Elin’s guest post is the 13th post in the segment on my blog, called “The Reality Of…” which gives others the ability to share their story and raise awareness of the disabilities, illnesses, impairments and invisible illnesses that they have.
Hello! I’m Elin, a 20-year-old disability and lifestyle blogger and Open University student from North Wales. You’ll most likely find me tapping away at my laptop, either working on a blog post or an upcoming uni assignment, scrolling through the new-in sections of clothing websites (making a few unnecessary purchases for my wardrobe), listening to music or living my best life at a concert.
I’m a really positive person but despite that positivity, I’ve had to overcome a lot of challenges in my life, a lot of which have been caused because of my disability and chronic illness. I’ve learned to accept my disabilities in the last few years and part of that acceptance is thanks to strength I’ve gained and the amazing people I’ve met through blogging.
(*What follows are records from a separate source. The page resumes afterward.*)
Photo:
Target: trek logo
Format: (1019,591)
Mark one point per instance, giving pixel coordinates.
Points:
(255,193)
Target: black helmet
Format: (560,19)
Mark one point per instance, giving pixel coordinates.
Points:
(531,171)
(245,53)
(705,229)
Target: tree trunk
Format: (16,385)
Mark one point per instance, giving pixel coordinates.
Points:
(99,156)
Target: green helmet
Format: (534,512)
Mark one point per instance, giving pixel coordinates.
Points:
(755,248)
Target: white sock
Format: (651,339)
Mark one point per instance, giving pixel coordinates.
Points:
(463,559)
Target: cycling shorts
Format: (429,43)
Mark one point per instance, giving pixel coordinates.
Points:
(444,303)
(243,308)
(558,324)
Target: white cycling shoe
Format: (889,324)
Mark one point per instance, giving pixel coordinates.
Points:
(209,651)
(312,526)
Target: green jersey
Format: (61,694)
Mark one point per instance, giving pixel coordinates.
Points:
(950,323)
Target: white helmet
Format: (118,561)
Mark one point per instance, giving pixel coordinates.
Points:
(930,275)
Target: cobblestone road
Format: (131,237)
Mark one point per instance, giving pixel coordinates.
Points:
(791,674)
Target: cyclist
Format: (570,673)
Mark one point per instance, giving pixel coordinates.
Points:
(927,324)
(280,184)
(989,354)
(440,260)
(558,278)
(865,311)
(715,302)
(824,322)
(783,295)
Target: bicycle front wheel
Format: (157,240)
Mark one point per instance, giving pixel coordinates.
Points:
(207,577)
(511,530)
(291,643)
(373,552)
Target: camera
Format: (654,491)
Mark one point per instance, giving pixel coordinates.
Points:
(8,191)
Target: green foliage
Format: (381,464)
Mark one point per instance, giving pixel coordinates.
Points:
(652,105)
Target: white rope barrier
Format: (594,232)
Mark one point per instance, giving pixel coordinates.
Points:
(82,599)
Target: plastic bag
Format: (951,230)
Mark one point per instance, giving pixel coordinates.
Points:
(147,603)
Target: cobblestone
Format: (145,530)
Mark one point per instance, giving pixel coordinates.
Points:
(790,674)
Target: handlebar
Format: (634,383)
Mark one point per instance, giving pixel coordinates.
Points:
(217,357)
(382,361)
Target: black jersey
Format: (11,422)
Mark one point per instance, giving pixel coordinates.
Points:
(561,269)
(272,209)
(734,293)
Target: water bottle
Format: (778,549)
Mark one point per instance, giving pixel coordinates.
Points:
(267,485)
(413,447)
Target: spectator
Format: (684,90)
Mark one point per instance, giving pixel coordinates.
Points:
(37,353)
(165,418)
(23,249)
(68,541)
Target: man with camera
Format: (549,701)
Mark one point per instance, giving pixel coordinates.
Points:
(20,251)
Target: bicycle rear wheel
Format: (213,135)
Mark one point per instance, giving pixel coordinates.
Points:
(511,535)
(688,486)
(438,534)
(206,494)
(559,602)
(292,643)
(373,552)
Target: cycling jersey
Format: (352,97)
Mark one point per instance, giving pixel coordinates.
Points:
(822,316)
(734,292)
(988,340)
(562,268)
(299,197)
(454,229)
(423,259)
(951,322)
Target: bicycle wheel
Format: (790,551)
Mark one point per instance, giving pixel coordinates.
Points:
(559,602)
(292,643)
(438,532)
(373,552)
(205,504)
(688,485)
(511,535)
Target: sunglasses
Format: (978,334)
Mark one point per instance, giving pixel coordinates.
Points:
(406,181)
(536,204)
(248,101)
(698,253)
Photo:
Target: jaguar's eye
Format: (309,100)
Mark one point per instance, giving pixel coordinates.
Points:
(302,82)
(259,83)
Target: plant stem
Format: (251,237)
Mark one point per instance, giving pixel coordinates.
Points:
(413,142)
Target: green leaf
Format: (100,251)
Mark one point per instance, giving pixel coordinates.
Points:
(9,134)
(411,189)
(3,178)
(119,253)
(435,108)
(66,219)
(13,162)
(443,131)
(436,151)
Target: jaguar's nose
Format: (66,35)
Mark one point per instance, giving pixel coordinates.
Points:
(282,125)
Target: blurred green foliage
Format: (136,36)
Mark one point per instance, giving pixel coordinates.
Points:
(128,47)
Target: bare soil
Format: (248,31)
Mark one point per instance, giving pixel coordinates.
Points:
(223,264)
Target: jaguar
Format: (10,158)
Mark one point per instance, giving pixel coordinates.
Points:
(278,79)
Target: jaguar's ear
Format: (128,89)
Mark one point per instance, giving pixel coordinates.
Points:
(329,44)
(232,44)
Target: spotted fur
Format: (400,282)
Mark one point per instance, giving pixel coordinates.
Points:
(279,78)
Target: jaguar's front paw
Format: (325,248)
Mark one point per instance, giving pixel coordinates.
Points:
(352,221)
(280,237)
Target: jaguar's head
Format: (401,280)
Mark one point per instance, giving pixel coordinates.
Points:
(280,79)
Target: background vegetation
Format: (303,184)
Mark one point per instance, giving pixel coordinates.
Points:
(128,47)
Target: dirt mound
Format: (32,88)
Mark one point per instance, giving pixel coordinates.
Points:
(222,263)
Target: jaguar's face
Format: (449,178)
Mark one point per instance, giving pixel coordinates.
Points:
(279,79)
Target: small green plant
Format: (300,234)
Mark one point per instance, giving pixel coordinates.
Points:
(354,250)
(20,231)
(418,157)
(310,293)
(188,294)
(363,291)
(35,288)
I’d now consider myself to be an advocate for vision impairment, trying my best to raise awareness and help others who are in a similar situation.
My longest running challenge is the eye disease I’ve been living with for the most part of my life. My parents realised I couldn’t see in the dark when I was three years old and after a countless amount of visits to the hospital and hundreds of tests, I was finally diagnosed with the degenerative condition, Retinitis Pigmentosa (RP), three years later when I was six years old.
RP affects everyone in different ways, it’s like a massive umbrella with all kinds of different variations hiding underneath.
For me, everything I see is extremely blurred, even more so now than a few years ago. I like to describe my vision as a camera that is constantly out of focus and that focus is deteriorating everyday. I can see colours, lights and shapes but no detail.
My vision impairment has brought a fresh set of challenges to my door on more than one occasion, it meant that I was an easy target for bullies at school, it made me feel lonely and isolated and sight loss has also played a part in my anxiety, some situations where I feel vulnerable even leading to panic attacks.
I talk about these challenges a lot over on my blog, I never gloss over any that I face but I also try my best to look at the positives and live my life as normal as I possibly can. I definitely feel like sight loss is holding me back sometimes but I try to embrace the quirks it gives me and try to speak as openly about it as I can both on and offline in the hope of helping others but also helping myself by noting my feelings down and getting them out of my system.
Chronic Fatigue Syndrome/M.E
I was diagnosed with chronic fatigue a few years ago when I was 16 and it’s safe to saythat living with the condition hasn’t been easy.
Many symptoms can manifest themselves due to chronic fatigue and of course it varies for everyone. For me, it can leave me feeling absolutely exhausted, it’s not your typical bout of tiredness after one too many late nights, it’s debilitating and brings a lot of other symptoms with it.
Light headedness and extreme weakness are two other common symptoms for me and I’ve been known to faint quite often because of it. I’d like to think that I’ve reached a point of being able to acknowledge what kind of situations will cause a flare up but they’re not something that can be avoided easily so I have to take it easy, even on my good days.
During a flare up, it can be a struggle to pick up my phone and type a text, the illness has stopped me from going out with friends, going for days out with my family and so many other things that triggered the feeling of loneliness and isolation for me.
Learning To Adapt
I’ve learned a few ways of adapting and I’m incredibly lucky that my family and friends are willing to change plans if needs must. I try not to push myself too hard on my good days because I know it could leave me bed-bound on the next and I feel more confident now in suggesting a catch up with my friends at home rather than going out somewhere if I don’t feel up to it.
Have My Disabilities Changed Me?
Of course but not in a bad way. I used to stand by the mantra that ‘my disability doesn’t define me’ and although there are moments when I’d still like to think that, it does contribute to the person I am and I’ve learned to become proud of that, especially when it comes to my vision impairment.
The things I live with do present challenges, of course they do but when it comes to sight loss in particular, I do think it can have a positive impact and it’s helped to shape my life for the better in some cases.
My Favourite Superheroes
Hmmm, can I say two of my closest friends? They’re both superheroes to me because of all the challenges they’ve overcome and how they’ve become stronger because of them. They’re strong, courageous, funny, brave, inspiring, the list– could go on! But I consider myself very lucky to have them in my life because they always have my back and always encourage me to believe in myself and what I do.
Thanks Elin for sharing your story with my readers and me!